TL;DR: Androgenetic alopecia (AGA) progresses in most people if left untreated, but the pace varies widely. Large population studies find about 50% of white men show visible AGA by age 50, and roughly 80% by age 70. Progression averages one Norwood stage over several years in active cases, though some men stay stable for a decade. Women follow a slower, more diffuse pattern.
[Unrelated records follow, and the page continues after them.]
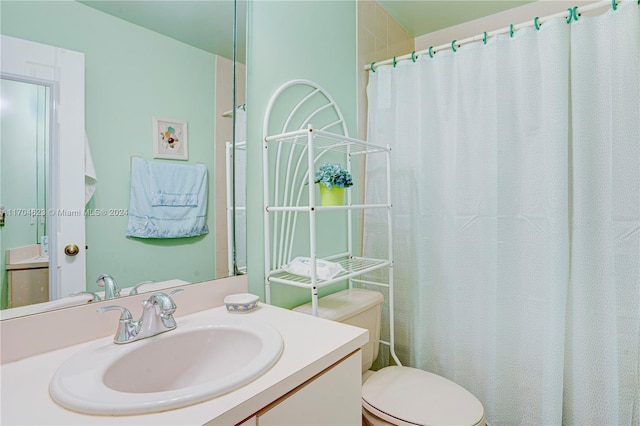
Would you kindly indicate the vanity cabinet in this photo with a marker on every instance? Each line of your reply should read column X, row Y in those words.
column 333, row 397
column 28, row 276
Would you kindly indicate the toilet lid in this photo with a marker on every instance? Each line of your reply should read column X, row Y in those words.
column 419, row 397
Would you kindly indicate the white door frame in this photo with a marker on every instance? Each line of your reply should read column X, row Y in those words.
column 63, row 70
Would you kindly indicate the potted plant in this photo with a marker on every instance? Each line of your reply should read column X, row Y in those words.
column 333, row 179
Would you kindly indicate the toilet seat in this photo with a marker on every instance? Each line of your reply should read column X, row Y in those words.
column 409, row 396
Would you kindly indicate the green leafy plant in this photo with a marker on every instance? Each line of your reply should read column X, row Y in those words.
column 331, row 175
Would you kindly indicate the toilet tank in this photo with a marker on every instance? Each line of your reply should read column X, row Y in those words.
column 357, row 307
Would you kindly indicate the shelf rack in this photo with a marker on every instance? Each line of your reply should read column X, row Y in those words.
column 283, row 194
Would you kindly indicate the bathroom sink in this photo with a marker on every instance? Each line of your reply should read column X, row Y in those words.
column 181, row 367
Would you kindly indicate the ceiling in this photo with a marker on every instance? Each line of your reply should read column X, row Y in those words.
column 208, row 24
column 420, row 17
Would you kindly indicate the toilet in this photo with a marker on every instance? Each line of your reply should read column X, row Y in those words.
column 397, row 395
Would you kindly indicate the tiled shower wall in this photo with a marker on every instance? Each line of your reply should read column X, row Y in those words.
column 380, row 37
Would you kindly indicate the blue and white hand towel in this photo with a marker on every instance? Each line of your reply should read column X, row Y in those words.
column 179, row 216
column 176, row 184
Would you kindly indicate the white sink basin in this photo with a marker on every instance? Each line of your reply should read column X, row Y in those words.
column 171, row 370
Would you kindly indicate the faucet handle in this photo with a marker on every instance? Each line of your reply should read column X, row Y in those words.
column 176, row 291
column 165, row 303
column 125, row 315
column 134, row 290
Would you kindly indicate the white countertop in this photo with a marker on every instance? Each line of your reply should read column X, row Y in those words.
column 310, row 345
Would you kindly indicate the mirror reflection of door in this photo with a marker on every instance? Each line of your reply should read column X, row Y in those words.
column 42, row 176
column 24, row 156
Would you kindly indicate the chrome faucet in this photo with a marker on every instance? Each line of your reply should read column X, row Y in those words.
column 111, row 289
column 157, row 317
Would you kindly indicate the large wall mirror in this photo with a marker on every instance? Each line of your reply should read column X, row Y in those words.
column 168, row 60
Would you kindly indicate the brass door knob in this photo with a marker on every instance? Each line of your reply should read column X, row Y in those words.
column 71, row 250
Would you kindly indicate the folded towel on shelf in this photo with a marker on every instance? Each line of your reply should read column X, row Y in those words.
column 325, row 270
column 162, row 221
column 176, row 184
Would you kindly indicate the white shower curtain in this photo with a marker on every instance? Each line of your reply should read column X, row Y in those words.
column 516, row 192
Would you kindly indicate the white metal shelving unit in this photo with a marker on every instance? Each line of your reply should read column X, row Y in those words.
column 289, row 191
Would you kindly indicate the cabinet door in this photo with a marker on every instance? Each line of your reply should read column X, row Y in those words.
column 332, row 398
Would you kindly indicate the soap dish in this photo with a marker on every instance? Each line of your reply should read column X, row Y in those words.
column 239, row 303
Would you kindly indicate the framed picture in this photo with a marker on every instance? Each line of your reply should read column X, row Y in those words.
column 170, row 139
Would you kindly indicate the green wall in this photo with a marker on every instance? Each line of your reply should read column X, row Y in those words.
column 286, row 40
column 131, row 75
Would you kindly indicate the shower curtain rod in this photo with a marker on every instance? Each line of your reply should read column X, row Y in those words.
column 567, row 14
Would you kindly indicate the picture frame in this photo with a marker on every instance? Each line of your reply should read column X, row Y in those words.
column 170, row 139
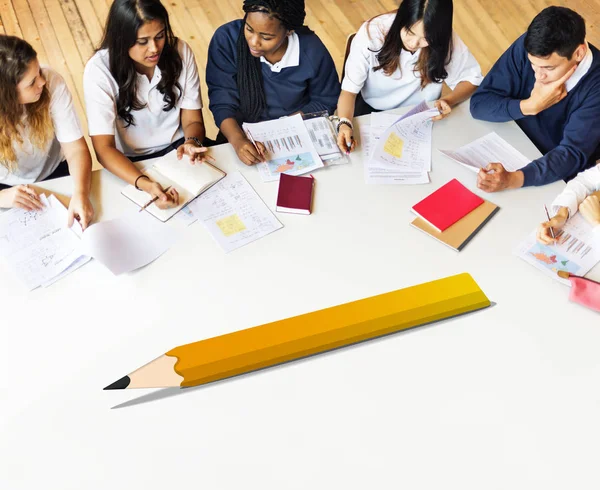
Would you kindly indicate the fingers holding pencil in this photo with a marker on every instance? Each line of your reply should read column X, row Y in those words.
column 163, row 199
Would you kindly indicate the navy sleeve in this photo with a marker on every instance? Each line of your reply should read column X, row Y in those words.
column 498, row 99
column 324, row 87
column 576, row 149
column 221, row 75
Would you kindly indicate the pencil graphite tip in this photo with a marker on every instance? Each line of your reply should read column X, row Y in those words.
column 120, row 384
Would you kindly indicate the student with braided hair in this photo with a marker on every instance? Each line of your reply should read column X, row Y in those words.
column 265, row 66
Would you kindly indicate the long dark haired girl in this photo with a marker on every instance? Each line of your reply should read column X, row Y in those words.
column 403, row 58
column 142, row 95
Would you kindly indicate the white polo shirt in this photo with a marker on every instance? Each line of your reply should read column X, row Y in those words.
column 403, row 87
column 35, row 164
column 153, row 128
column 290, row 58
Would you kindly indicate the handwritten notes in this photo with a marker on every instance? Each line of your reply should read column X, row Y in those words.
column 399, row 147
column 394, row 145
column 233, row 213
column 37, row 245
column 231, row 225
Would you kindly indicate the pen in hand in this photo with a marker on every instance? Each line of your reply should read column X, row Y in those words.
column 154, row 199
column 548, row 216
column 254, row 144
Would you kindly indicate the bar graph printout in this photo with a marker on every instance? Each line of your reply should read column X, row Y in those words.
column 576, row 250
column 288, row 145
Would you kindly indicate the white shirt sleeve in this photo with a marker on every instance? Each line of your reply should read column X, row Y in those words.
column 463, row 66
column 358, row 64
column 100, row 97
column 191, row 98
column 62, row 110
column 577, row 190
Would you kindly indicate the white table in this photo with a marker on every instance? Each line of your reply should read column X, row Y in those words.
column 503, row 398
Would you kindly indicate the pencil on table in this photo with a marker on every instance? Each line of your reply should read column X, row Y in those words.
column 312, row 333
column 154, row 199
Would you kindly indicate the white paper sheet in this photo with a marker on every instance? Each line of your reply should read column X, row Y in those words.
column 411, row 135
column 575, row 252
column 37, row 245
column 289, row 147
column 129, row 242
column 323, row 138
column 233, row 213
column 488, row 149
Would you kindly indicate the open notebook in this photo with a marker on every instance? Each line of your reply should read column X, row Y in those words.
column 189, row 180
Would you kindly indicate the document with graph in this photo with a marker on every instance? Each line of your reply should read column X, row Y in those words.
column 576, row 250
column 402, row 154
column 289, row 147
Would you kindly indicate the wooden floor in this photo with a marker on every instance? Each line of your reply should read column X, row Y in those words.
column 66, row 32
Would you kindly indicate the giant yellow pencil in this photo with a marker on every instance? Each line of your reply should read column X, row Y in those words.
column 300, row 336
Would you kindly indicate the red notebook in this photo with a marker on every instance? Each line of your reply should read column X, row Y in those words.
column 295, row 194
column 444, row 207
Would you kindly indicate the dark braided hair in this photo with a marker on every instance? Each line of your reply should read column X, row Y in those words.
column 253, row 100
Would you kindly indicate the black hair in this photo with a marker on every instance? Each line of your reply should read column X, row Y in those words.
column 120, row 34
column 253, row 100
column 555, row 30
column 437, row 26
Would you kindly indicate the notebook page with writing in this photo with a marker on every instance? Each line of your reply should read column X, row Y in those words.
column 189, row 181
column 194, row 178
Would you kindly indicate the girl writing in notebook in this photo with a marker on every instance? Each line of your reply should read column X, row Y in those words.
column 403, row 58
column 40, row 135
column 578, row 195
column 142, row 95
column 265, row 66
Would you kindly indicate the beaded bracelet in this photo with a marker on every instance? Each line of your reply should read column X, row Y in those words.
column 344, row 122
column 138, row 178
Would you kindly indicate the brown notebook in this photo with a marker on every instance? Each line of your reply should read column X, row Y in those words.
column 459, row 234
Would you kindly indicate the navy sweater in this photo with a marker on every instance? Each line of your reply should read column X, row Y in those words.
column 311, row 86
column 567, row 133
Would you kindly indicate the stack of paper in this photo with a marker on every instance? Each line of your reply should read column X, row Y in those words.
column 37, row 245
column 400, row 152
column 232, row 212
column 289, row 147
column 490, row 148
column 575, row 250
column 322, row 135
column 40, row 249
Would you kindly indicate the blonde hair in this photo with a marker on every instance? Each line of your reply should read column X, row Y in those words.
column 15, row 57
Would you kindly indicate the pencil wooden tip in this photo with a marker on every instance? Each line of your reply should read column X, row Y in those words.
column 120, row 384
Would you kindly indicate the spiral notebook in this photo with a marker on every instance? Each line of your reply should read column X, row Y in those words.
column 189, row 180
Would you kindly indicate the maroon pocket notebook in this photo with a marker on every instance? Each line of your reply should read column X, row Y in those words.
column 295, row 194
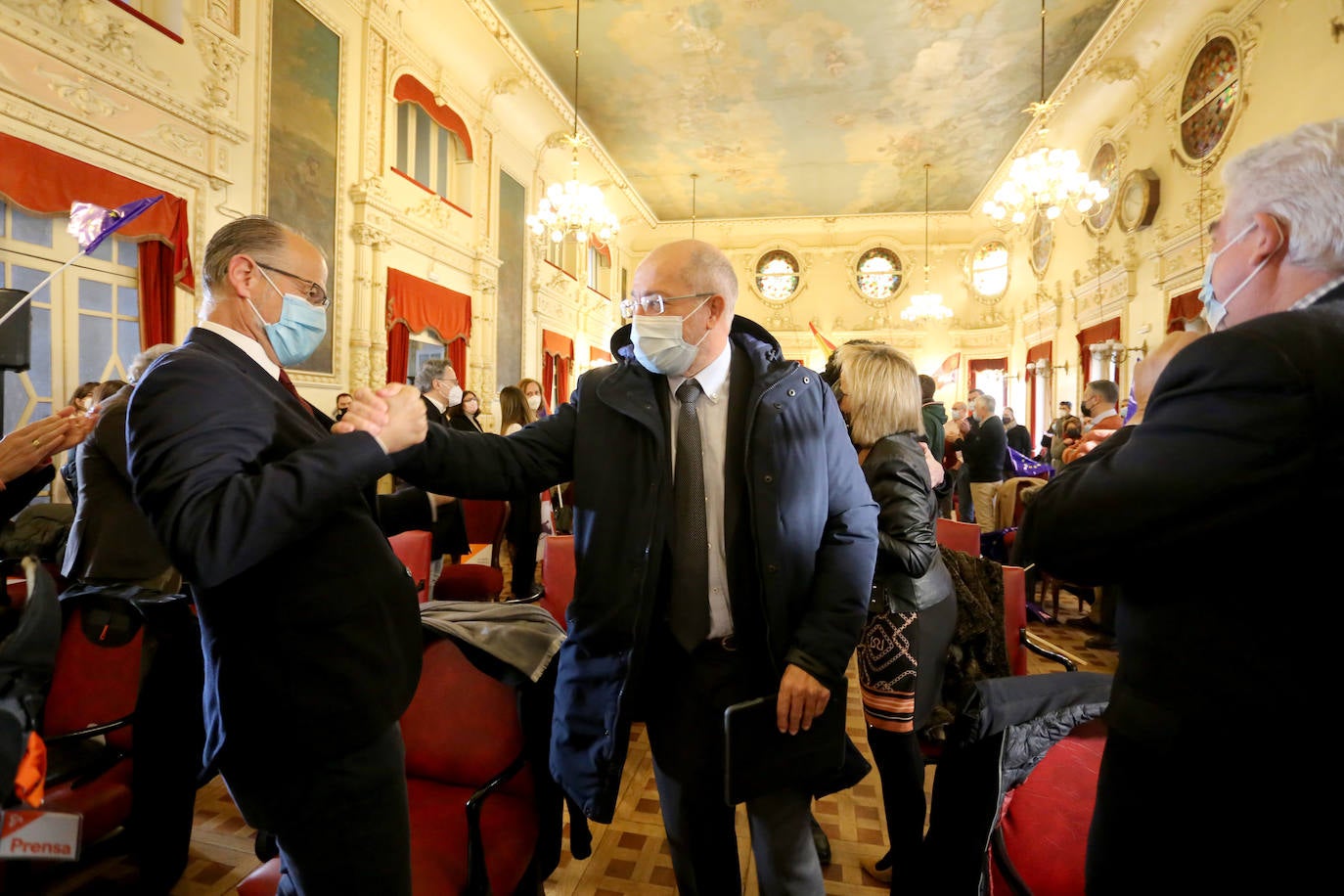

What exactly is androgenetic alopecia and why does it progress?
Androgenetic alopecia is the most common form of hair loss in both men and women. It is driven by the hormone dihydrotestosterone (DHT), a byproduct of testosterone converted by the enzyme 5-alpha reductase. DHT binds to androgen receptors in genetically susceptible hair follicles, gradually shrinking them in a process called follicular miniaturization. Over repeated cycles, the follicle produces thinner, shorter hairs until it eventually stops producing visible hair altogether. [1]
The word "androgenetic" tells you both causes are required: androgens (hormones) and genetics. You can have high DHT and no family history of baldness and keep a full head of hair. You can also have a moderate androgen level but high receptor sensitivity in your scalp and lose hair quickly. That gene-hormone interaction is why two brothers from the same family can have completely different trajectories. [1]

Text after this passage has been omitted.